Simi Trustees Review Options in Ousting Chief


A week after placing Supt. Tate Parker on administrative leave, school trustees Tuesday night began wrestling with thorny issues of whether they have “just cause” to fire him or will need to shell out $162,000 in severance pay.

“We’re looking at the contract and following what it requires,” Eric Bathen, the trustees’ attorney, said Tuesday.

One contract issue to be resolved, he said, is whether the school district must pay Parker $162,000--or 18 months salary--if the superintendent and the board “mutually agree” to break the 30-month contract.

But the board could fire Parker for “good and just cause,” if it can be shown, Bathen said.

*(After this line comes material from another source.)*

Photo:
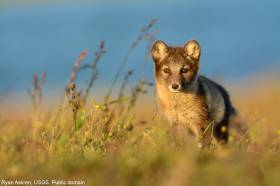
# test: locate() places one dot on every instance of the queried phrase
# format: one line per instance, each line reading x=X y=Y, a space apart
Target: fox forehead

If that is the case, Bathen said the district might not have to make the lump-sum payment.


The five members of the Simi Valley Unified School District board announced that they had made no decisions Tuesday night after meeting for one hour and 20 minutes behind closed doors.

The trustees continued to decline public comment on Parker’s status or their unanimous decision to place him on administrative leave after only five months on the job.

“We’re going to proceed very cautiously and judiciously with this whole thing,” board President Norm Walker said before the meeting. “We want to make sure we do what we need to do in the right way.”

But Walker said the board made progress in winnowing down a list of five or six candidates for interim superintendent. There is no timeline for picking Parker’s permanent replacement, he said, but an interim superintendent could be in place within weeks. The board will meet on the issue Monday.


While trustees will not publicly discuss Parker’s ouster, they privately say the decision appears to be permanent and cite a list of complaints that prompted their action.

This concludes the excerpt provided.